Protocol Online logo
Top : Forum Archives: : General Biology Discussion

Can you get two proteins made from a heterozygous gene mutation? - (Dec/19/2007 )

If you find a heterozygous mutation in human genomic DNA, resulting in an amino acid change, which protein is produced? The mutant or wildtype form? Or can you get both?

I understand that there are dominant and recessive alleles and so theoretically, only one protein should be produced. But what if it is co-dominance ... are both forms translated and go into the real world?

What is the best way to find out the dominant form? Would you sequence the protein or can you look at which gene-form is inactive (is this epigenetic analysis)?

Also, if the heterozygous mutation is located in an intron, what can you deduce from that?

I was wondering because many studies in my field have published clinical correlations from heterozygous mutations, where they have not proven that the mutation is dominant. Many of the mutations/SNPs are located in introns and so no-one has yet performed functional studies.

It will be interesting to learn more about this.


Short answer, yes.

Long answer, usually the non-useful proteins are degraded at the mRNA stage or in early protein synthesis. Sometimes there are compensatory mechanisms that stop production of the mutant version and enhance production of the normal version, and frequently there is inactivation of the mutant version by methylation of the gene.

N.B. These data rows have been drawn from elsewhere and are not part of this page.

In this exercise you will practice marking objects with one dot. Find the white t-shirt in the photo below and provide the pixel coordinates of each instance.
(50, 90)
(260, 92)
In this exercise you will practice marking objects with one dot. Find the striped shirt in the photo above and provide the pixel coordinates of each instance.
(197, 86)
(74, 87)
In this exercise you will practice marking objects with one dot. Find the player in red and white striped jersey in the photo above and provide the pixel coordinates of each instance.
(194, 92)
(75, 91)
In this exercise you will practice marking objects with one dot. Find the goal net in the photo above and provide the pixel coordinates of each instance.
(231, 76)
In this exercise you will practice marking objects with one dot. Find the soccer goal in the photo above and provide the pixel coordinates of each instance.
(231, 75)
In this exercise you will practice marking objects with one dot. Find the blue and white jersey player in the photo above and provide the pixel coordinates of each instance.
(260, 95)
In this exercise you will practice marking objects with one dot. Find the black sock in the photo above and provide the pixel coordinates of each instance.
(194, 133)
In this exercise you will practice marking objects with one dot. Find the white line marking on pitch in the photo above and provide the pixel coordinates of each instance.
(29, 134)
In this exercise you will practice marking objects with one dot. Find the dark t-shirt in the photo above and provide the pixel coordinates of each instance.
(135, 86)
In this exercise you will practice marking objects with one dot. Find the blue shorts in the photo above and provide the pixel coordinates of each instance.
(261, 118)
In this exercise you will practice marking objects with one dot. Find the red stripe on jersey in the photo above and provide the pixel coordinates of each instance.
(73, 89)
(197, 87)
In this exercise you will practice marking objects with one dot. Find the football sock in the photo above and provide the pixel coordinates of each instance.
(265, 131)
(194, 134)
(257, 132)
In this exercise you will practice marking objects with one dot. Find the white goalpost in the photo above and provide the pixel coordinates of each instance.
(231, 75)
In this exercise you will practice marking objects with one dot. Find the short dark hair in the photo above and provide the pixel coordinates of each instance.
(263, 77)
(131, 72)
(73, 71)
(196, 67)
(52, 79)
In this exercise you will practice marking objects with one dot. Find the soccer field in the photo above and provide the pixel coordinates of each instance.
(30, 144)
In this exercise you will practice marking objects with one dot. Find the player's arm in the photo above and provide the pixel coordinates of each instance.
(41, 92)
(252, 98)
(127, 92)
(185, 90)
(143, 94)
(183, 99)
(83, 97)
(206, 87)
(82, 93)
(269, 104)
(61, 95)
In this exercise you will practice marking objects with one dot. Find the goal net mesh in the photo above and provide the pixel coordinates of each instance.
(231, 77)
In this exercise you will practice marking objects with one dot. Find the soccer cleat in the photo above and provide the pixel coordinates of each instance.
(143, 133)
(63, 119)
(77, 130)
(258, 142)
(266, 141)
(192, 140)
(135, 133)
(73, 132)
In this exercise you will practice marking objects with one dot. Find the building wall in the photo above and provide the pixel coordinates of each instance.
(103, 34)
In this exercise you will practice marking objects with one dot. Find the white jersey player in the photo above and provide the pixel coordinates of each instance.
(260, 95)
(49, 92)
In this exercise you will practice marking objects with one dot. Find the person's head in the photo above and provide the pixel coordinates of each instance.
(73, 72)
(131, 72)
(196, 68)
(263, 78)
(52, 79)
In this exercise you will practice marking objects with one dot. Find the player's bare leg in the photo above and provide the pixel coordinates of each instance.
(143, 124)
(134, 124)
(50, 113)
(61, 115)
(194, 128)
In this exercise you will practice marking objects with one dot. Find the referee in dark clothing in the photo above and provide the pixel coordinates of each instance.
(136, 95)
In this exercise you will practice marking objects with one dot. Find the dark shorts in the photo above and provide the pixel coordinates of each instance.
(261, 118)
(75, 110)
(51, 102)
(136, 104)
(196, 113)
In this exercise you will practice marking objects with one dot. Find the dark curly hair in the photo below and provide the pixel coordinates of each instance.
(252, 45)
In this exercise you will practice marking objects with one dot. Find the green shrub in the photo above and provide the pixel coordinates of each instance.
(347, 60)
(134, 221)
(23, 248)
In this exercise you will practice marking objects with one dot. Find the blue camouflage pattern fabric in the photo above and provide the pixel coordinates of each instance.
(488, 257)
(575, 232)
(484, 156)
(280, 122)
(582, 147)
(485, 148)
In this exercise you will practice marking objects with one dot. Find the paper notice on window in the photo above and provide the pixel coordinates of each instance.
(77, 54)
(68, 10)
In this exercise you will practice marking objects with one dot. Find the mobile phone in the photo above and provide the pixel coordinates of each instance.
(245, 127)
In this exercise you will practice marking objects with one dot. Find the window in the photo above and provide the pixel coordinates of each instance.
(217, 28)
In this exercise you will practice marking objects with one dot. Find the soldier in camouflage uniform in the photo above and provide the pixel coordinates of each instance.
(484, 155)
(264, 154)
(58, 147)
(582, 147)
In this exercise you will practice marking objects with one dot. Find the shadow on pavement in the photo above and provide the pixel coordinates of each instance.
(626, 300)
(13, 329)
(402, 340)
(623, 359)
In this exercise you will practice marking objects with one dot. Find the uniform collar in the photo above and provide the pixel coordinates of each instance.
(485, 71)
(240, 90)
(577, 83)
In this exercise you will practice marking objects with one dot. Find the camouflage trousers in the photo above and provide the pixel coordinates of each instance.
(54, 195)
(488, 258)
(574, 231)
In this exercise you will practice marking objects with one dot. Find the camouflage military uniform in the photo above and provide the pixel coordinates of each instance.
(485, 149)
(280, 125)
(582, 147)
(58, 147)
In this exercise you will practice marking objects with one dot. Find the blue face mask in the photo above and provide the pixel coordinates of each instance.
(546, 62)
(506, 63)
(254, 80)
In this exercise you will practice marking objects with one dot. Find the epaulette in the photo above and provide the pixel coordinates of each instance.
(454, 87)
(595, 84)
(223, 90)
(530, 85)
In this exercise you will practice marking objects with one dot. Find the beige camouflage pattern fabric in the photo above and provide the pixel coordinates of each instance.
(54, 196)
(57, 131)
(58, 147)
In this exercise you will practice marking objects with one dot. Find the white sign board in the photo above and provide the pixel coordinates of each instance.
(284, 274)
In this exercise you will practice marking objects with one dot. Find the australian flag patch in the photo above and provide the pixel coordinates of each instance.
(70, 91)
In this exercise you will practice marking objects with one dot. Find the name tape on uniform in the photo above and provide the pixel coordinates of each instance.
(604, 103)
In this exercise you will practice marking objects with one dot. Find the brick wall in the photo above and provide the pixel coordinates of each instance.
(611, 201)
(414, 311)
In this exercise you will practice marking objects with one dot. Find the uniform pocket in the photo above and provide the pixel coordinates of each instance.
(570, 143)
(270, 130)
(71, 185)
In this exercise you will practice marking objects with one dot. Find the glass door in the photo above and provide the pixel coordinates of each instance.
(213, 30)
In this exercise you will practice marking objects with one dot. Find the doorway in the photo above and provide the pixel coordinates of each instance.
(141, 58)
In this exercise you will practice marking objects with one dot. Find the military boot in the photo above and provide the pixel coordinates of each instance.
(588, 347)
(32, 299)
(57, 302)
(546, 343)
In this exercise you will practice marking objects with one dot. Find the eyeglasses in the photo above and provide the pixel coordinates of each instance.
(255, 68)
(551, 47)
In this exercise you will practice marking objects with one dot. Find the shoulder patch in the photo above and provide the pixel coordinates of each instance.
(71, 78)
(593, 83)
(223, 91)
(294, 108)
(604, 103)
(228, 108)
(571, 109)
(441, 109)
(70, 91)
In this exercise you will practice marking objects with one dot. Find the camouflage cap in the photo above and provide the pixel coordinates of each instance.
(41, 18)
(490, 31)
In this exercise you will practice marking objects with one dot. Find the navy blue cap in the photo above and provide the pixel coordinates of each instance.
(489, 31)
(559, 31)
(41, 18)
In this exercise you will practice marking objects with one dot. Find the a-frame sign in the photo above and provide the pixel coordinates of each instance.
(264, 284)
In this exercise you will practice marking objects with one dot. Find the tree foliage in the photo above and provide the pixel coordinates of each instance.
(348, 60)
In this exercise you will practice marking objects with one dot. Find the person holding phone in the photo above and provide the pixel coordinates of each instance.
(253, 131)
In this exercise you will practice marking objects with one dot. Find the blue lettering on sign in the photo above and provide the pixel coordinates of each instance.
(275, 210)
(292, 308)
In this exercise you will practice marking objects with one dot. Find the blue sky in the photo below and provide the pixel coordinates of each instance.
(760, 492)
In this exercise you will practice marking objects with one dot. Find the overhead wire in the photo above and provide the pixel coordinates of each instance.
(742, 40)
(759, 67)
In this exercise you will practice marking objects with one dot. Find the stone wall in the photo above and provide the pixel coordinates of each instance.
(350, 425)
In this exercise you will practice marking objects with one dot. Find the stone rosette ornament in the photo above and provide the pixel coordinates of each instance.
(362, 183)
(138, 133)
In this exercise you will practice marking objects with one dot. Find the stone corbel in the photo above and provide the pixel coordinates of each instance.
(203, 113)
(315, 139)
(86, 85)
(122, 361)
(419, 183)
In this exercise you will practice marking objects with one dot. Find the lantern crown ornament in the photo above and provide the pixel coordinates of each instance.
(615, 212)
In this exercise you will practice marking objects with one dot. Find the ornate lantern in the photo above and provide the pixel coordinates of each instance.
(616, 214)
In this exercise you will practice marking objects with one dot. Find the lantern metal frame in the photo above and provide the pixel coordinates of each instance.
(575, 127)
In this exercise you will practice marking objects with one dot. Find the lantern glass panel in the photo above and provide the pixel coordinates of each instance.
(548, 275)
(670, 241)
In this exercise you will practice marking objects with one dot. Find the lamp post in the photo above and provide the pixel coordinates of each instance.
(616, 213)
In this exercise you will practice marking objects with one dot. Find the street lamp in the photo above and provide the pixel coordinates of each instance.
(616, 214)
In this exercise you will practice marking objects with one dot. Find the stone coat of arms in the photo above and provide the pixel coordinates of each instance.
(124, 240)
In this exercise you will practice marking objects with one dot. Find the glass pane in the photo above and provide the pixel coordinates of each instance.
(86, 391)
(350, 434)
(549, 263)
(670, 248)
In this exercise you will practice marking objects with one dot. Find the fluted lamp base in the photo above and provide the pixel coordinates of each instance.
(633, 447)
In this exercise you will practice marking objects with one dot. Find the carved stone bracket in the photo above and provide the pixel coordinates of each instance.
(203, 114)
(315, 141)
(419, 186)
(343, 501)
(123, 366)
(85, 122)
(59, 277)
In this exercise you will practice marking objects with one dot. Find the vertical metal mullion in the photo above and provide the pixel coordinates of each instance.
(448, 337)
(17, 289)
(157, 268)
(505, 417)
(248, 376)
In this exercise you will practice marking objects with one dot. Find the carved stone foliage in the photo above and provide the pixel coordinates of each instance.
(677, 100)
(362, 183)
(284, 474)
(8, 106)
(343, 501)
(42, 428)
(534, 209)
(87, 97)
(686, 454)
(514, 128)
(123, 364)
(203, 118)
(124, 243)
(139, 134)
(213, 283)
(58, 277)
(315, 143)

let's not forget some blood conditions that show mixed dominance (or, at least, both proteins showing up):

sickle cell trait;

beta thalassemia minor;


i think there's no general answer. i don't know exactly about cytosolic synthesized proteins, but for proteins which are sythesized at the ER-membrane, many mutations will lead to a protein which is retained in the ER and degraded by ERAD. the you will have a minor portion of this mutated protein in the ER (fastly degradeded) and a major portion of the functional protein at its normal cellular compartiment.
there are also mutations leading to a protein which is not retained in the ER, but transported to its normal compartiment. These are mainly enzymes with silent muations or enzymes without catalytic activity.